The nervous system is made up of the peripheral and central nervous system. The PNS includes the receptors, sensory and motor neurones, whilst the CNS is the coordination centres such as the brain and spine.
The electrical impulses that pass along neurones is due to movement of ions across membranes. Therefore, transport across a membrane (active transport, co-transport, diffusion and facilitated diffusion) and plasma membrane structure are key to understanding this topic.
The structure of a myelinated motor neurone can be seen below:
The cell body of the neurone contains the organelles found in a typical animal cell, including the nucleus. It is in the cell body where proteins and neurotransmitter chemical are made. Dendrites are the branched extensions protruding from the cell body. These carry action potentials to surrounding cells.
The axon is the conductive, long fibre that carries the nervous impulse along the motor neurone.
Schwann cells wrap around the axon to form the myelin sheath, which is a lipid and therefore does not allow charged ions, or the impulse, to pass through it.
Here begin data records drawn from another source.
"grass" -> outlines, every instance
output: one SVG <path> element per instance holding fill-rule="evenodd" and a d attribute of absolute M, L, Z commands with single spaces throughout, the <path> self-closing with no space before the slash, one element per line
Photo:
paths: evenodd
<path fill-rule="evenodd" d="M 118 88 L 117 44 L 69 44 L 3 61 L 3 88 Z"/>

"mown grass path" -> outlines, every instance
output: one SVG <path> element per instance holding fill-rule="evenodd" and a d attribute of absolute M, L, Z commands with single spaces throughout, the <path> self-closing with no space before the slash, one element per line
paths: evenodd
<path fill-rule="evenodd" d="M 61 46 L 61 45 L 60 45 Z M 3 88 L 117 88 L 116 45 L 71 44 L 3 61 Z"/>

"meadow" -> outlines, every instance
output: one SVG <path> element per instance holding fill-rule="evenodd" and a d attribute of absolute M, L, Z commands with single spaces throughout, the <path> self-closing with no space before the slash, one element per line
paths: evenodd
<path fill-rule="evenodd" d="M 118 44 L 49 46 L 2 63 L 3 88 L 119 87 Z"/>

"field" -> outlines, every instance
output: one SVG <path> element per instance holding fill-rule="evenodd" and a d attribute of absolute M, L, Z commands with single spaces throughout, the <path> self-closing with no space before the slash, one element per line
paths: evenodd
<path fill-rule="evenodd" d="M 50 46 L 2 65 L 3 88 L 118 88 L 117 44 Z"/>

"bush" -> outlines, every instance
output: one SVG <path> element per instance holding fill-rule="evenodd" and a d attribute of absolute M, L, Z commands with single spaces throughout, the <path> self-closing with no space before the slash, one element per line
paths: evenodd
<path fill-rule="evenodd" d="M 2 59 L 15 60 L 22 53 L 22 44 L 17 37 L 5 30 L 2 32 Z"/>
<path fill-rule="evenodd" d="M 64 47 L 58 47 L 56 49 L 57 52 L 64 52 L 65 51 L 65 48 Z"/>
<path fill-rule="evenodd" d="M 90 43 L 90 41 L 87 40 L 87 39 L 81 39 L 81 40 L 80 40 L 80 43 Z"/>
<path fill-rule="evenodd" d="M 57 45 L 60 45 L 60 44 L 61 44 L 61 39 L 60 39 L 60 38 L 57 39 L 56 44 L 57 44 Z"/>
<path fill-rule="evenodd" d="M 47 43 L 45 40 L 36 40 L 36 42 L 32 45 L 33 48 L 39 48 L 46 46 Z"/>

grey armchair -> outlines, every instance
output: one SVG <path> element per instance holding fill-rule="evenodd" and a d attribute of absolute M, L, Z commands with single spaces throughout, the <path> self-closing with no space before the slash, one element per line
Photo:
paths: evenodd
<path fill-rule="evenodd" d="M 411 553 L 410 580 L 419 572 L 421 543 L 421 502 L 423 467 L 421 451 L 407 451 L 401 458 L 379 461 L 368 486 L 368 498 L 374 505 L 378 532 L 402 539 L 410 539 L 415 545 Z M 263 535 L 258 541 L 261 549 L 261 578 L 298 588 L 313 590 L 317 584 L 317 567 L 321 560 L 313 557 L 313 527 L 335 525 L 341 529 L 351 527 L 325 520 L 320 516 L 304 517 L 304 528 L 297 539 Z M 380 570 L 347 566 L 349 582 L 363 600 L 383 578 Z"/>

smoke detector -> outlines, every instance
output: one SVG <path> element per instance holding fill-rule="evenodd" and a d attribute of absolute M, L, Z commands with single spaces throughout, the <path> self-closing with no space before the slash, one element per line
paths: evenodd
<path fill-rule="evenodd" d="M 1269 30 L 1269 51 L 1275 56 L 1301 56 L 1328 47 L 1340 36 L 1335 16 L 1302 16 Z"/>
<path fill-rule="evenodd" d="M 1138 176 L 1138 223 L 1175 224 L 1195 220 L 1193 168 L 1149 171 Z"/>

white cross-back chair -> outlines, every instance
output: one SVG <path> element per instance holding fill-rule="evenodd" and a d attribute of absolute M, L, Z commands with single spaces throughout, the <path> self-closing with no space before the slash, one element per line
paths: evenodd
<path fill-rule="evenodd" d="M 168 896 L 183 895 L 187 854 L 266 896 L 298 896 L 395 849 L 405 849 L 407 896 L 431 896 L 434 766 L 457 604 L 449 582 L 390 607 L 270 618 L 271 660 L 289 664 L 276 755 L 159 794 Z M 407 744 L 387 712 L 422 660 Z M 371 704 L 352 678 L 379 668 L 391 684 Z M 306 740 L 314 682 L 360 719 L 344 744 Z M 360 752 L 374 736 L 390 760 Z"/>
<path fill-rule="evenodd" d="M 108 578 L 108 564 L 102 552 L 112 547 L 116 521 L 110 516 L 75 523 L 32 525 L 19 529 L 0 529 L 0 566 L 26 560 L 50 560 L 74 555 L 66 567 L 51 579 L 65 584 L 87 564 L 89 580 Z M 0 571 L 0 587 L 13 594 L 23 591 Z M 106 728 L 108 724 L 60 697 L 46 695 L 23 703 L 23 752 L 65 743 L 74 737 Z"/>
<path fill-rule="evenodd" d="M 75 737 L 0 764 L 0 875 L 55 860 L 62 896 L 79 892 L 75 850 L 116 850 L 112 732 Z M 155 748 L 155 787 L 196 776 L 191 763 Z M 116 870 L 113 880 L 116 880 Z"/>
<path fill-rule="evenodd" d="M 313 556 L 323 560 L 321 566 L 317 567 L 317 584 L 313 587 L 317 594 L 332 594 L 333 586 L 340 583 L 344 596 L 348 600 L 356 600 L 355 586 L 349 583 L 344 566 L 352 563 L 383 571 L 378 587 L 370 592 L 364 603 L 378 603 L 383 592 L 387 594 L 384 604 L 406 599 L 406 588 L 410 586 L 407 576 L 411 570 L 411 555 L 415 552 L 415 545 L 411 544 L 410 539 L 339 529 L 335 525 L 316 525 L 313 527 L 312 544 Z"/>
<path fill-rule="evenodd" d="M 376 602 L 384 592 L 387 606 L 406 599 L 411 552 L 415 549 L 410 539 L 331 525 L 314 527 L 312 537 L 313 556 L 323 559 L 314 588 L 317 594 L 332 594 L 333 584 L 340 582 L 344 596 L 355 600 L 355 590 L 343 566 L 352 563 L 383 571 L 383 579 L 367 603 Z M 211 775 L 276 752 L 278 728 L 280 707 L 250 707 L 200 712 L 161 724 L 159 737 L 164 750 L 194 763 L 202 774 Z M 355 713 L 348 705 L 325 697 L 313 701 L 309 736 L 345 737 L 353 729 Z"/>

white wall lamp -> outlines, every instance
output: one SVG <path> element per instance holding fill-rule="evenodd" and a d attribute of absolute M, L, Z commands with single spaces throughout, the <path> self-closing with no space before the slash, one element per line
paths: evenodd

There are gaps between these myelin sheath, called nodes of Ranvier.
When a neurone is not conducting an impulse, there is a difference between the electrical charge inside and outside of the neurone, this is known as the resting potential.
There are more positive ions, Na+ and K+, outside compared to inside, therefore the inside of the neurone is comparatively more negative at -70mV.
The resting potential is maintained by a sodium-potassium pump, involving active transport and therefore ATP. The pump moves 2K+ions in and 3 Na+ ions out. This creates a concentration gradient and results in K+ diffusing out and Na+ diffusing in, however because the membrane is more permeable to K+ more are moved out resulting in the -70mV.
When the potential of the neurone changes, this is an action potential, and results in a nervous impulse. Changes in membrane permeability lead to this depolarisation and generation of an action potential. Throughout depolarisation, the Na+ continues to rush inside until the action potential reaches its peak and the sodium gates close. If the depolarisation is not high enough to exceed a threshold, then an action potential and the impulse are not produced. This is called the All-or-None Principle. This is important, as it makes sure that animals only respond to large enough stimuli, rather than responding to every slight change in the environment which would overwhelm them.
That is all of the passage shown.